A wander down Tooley Street – A King of Norway, charming chimps and a beautiful figurehead.

Why is this splendid Art Deco building on Tooley Street called St Olaf House?

Why is it called St Olaf House? The answer is beautifully engraved on the wall …

The man himself …

The main entrance …

St Olaf House was built between 1928 and 1932 for the Hay’s Wharf Company and now houses the London Bridge Private Hospital’s consulting and administration rooms. You can read more about the building here.

Walking east you come acoss Hay’s Galleria …

In a fountain at the centre is a 60 ft moving bronze sculpture of a ship, called The Navigators, by sculptor David Kemp, unveiled in 1987 to commemorate the Galleria’s shipping heritage …

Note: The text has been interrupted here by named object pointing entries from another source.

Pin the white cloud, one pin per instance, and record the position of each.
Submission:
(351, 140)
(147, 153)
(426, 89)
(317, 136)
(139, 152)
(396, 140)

There are also some chimps from the Chimps Are Family Trail

Further east on the south side of the road is The Shipwrights Arms, built in 1884 and now a Grade 2 listed building. I love the beautiful lady figurehead above the main door …

Back on the north side it’s easy to miss this commemorarive plaque …

It reads as follows : To the memory of James Braidwood, superintendent of the London Fire Brigade, who was killed near this spot in the execution of his duty at the great fire on 22nd June 1861. A just man and one that feared god, of good report among all the nation.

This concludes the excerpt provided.